We note that the inferred parameters in our models may involve state-dependent modulation. Neuromodulators, for instance, are known to modify effective neuronal excitabilities In our networks, inferred gains and biases do not necessarily account for a single biophysical process but rather the coordinated effects of multiple processes. As long as the timescale of these processes is slower than the dynamics being inferred, we expect an approach similar to the one described here to be appropriate. However, this state-dependence may also imply that the inferred parameters may not generalize to new behavioral states.

### Properties of connectome-constrained and unconstrained network solutions

The loss function of feedforward neural networks trained on different tasks has been shown to have multiple minima, with often counter-intuitive geometrical properties^{41;42}. The multiplicity of minima arises from symmetries such as weight permutations in the network parametrization^{43}. It remains unclear whether such ideas extend to recurrent neural networks. We found that for connectivity-constrained networks in a teacher-student paradigm, our results are consistent with the existence of a single minimum with stiff and sloppy parameter modes around the optimal solution (Fig. 6). The alignment between sloppy parameter modes in subsampled versus fully sampled problems explains the success in generalizing to unrecorded neurons.
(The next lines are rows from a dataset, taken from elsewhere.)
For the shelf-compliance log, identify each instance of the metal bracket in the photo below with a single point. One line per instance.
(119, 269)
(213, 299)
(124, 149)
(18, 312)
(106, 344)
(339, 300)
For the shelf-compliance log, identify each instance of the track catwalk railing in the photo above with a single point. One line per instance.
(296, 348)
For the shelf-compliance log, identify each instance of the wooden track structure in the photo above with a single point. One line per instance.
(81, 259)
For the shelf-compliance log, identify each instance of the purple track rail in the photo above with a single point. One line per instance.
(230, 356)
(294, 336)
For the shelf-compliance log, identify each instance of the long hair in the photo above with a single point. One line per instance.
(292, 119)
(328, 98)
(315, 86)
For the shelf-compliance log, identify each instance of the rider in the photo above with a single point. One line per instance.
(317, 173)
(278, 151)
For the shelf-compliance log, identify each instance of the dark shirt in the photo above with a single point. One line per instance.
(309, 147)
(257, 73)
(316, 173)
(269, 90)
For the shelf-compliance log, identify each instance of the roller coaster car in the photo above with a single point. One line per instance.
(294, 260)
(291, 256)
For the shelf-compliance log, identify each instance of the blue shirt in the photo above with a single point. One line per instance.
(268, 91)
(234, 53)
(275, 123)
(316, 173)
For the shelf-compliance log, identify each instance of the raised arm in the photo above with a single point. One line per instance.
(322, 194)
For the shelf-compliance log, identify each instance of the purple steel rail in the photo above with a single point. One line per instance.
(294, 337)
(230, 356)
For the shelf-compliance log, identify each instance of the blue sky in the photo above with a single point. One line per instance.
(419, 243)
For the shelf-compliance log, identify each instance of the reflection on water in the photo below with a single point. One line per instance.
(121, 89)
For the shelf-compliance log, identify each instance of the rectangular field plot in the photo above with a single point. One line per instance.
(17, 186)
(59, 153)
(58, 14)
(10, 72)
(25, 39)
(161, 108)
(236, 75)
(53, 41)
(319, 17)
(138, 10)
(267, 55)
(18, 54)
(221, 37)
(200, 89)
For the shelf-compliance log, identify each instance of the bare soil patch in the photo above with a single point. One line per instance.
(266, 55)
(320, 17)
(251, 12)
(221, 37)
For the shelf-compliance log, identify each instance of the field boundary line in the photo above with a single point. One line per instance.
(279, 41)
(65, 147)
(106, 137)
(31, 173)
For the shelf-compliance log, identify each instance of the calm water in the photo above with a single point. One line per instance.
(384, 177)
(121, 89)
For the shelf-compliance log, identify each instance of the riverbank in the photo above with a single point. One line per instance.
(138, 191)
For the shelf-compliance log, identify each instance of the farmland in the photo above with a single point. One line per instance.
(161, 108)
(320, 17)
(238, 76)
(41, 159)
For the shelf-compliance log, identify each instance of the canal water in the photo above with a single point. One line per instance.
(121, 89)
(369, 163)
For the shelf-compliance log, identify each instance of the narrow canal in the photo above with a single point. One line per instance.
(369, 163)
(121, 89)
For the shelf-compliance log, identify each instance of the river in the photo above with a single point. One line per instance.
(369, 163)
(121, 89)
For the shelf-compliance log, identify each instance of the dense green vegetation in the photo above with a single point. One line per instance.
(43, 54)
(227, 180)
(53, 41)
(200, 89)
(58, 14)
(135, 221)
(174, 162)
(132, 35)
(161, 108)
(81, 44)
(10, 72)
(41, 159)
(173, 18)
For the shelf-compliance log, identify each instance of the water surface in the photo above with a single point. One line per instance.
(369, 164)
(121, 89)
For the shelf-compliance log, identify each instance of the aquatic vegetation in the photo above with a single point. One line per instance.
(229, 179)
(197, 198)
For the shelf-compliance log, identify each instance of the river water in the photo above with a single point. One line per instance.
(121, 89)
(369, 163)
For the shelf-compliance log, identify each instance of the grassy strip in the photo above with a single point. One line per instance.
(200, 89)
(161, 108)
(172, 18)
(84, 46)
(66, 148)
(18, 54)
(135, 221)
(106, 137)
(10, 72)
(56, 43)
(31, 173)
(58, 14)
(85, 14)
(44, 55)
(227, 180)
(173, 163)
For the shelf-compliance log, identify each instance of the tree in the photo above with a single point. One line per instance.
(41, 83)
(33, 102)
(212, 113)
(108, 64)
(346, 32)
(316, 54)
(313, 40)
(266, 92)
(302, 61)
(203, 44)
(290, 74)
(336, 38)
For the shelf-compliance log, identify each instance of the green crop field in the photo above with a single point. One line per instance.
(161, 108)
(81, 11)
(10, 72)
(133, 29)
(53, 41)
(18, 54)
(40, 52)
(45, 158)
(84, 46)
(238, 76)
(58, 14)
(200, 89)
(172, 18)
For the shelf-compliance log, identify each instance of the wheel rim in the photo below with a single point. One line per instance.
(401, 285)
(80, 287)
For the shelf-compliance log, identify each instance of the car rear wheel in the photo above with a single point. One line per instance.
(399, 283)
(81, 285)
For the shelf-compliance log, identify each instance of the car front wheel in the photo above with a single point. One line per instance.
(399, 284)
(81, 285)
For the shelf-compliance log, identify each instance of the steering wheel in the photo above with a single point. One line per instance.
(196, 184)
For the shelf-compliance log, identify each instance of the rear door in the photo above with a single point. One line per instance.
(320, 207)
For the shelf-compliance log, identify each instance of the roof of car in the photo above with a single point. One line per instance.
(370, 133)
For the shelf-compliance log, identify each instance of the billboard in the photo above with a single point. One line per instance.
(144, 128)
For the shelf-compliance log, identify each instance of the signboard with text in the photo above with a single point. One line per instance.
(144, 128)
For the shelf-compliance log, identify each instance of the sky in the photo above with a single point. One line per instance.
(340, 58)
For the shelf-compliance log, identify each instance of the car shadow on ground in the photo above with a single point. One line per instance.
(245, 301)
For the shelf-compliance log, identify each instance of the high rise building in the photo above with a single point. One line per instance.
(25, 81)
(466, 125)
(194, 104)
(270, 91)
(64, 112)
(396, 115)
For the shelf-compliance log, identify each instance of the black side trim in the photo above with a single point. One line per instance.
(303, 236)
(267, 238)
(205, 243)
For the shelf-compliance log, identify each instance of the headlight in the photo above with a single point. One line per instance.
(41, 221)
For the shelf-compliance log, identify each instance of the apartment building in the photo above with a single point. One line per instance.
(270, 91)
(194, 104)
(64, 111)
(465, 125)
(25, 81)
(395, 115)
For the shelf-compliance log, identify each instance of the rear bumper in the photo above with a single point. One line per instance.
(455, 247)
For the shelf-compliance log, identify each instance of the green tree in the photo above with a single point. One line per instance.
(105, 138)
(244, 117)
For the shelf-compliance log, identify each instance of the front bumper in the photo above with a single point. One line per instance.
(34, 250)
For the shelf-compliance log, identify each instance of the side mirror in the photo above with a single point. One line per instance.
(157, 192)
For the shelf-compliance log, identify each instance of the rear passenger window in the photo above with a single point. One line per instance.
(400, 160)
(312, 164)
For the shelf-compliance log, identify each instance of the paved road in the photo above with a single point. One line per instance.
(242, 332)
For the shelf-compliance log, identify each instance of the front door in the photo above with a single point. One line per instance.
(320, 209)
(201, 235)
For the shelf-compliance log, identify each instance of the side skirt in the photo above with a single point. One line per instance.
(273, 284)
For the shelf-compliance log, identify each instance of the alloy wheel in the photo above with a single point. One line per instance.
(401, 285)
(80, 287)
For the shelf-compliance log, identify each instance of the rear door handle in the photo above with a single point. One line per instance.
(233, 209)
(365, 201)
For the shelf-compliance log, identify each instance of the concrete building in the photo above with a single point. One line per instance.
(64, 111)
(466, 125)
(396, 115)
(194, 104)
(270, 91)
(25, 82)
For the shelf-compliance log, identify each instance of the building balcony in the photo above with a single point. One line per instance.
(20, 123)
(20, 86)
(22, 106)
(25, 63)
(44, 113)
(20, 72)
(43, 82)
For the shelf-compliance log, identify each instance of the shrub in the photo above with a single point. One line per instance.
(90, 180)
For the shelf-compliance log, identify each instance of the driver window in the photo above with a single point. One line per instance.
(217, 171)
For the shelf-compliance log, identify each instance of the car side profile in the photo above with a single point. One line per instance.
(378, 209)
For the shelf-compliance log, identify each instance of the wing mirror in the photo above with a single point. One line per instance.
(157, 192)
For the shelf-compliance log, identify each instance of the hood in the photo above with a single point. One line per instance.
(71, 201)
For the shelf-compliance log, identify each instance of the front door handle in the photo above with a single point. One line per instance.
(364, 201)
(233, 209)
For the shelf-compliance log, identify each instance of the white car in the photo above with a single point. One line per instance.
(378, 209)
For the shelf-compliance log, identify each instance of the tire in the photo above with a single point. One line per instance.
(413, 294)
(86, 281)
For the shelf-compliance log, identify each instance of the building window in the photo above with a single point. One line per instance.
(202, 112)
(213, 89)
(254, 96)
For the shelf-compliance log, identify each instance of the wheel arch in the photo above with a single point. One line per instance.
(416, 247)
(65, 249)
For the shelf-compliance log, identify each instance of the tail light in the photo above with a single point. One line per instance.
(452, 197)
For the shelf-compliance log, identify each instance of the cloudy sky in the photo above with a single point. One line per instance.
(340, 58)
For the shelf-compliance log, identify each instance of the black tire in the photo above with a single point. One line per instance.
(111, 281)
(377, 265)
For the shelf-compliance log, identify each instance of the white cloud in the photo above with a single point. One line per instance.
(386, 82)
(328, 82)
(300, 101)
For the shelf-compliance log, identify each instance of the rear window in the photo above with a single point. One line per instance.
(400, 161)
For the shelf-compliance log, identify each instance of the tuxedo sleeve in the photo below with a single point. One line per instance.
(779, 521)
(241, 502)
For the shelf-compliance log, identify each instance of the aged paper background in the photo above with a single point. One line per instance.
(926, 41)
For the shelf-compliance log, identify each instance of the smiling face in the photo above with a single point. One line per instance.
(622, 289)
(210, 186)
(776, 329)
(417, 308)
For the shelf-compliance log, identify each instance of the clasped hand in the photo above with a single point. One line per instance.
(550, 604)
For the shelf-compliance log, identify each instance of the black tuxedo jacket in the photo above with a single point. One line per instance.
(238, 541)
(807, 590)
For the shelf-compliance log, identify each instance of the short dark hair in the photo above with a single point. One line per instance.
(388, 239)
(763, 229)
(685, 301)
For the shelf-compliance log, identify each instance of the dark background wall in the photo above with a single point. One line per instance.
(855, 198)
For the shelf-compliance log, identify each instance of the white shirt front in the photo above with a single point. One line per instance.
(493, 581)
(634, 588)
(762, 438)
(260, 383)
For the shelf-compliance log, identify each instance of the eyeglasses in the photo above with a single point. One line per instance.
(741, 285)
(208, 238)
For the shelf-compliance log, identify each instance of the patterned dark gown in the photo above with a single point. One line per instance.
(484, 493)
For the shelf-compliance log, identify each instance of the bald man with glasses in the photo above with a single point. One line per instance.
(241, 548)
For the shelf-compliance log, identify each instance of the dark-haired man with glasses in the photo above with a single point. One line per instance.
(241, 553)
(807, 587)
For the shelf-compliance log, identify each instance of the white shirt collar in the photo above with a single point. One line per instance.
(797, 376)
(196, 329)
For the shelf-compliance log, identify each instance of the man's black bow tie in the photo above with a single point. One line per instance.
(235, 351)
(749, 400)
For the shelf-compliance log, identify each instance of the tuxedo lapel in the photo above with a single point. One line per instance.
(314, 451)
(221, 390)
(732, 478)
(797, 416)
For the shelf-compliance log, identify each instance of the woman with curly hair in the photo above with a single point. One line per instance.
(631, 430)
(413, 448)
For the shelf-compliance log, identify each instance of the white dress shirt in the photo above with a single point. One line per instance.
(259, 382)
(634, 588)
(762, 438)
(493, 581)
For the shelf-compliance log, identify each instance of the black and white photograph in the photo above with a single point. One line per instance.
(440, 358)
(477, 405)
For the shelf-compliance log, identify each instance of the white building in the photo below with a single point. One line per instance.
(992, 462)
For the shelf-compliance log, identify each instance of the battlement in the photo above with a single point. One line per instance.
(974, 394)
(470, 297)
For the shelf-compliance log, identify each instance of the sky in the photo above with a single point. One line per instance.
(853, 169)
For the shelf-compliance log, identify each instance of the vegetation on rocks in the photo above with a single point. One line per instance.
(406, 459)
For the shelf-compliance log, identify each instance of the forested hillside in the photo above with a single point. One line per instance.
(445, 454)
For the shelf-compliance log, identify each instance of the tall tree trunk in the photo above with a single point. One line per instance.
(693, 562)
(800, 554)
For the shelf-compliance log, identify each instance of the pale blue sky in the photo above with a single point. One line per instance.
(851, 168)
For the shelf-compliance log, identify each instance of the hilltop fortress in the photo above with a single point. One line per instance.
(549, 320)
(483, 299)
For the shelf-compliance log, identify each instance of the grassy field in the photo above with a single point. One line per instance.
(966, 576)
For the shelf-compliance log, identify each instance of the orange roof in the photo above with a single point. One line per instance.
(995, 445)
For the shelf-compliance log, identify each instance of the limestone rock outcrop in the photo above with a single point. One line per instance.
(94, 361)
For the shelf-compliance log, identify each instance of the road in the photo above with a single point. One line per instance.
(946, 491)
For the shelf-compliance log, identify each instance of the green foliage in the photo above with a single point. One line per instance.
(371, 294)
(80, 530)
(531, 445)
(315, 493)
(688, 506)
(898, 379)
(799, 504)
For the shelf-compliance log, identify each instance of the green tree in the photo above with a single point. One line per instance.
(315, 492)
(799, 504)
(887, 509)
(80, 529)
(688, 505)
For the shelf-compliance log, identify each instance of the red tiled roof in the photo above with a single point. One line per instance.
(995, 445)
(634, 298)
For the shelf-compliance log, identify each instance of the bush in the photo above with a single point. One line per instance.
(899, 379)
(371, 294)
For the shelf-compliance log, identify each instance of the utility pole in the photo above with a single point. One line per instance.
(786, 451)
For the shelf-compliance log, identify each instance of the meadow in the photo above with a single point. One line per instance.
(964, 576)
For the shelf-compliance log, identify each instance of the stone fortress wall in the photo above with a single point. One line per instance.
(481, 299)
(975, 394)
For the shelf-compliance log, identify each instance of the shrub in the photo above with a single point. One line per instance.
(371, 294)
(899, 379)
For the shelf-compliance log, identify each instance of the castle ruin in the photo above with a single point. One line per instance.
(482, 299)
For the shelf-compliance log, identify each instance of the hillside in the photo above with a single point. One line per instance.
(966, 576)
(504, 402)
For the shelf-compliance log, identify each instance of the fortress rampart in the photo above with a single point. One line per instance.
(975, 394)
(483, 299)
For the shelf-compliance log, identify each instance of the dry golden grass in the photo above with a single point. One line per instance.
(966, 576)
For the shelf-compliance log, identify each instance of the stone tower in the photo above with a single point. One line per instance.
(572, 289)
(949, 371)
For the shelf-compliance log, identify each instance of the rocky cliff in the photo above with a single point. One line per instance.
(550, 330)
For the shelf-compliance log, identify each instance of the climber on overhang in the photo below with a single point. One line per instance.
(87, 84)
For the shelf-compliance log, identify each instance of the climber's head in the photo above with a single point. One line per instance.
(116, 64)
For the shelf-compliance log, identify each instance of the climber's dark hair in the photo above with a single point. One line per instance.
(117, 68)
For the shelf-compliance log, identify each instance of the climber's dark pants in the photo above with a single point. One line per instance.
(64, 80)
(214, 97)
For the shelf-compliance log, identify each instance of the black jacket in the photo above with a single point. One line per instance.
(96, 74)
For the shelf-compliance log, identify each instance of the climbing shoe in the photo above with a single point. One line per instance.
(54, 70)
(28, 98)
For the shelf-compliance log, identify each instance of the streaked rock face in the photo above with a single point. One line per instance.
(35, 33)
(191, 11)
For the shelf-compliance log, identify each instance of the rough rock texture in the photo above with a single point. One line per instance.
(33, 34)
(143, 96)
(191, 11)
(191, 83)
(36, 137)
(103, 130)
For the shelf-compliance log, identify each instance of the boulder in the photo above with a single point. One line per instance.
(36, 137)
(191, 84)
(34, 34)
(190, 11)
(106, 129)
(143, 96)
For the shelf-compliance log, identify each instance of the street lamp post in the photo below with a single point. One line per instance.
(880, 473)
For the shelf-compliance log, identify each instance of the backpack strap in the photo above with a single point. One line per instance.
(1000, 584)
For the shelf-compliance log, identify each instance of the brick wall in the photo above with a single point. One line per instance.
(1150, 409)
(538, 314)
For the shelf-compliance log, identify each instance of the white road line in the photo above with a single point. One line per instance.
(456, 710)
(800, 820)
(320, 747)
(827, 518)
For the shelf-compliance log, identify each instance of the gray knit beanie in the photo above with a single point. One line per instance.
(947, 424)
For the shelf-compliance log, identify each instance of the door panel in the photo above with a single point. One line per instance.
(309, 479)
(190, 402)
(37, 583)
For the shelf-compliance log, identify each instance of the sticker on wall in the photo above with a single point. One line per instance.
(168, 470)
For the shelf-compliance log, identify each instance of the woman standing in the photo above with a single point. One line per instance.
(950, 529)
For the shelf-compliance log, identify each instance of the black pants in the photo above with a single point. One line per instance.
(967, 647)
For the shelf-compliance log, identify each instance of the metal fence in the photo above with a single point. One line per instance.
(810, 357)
It is known that, in order to estimate neural dynamics lying in a manifold of linear dimensionality *D*, it is necessary to record from *N > D* different neurons, independent of network size^{32}. Connectome-constrained models go beyond such mean-field or population-level descriptions of neural dynamics, as they are also concerned with how each specific neuron contributes to global activity patterns. This requires knowledge of unrecorded neurons’ loadings onto the low-dimensional manifold. Nevertheless, similar to the problem of estimating dynamics on a neural manifold, we find that the number of neurons needed for accurate reconstruction does not depend on network size if neural activity remains low-dimensional.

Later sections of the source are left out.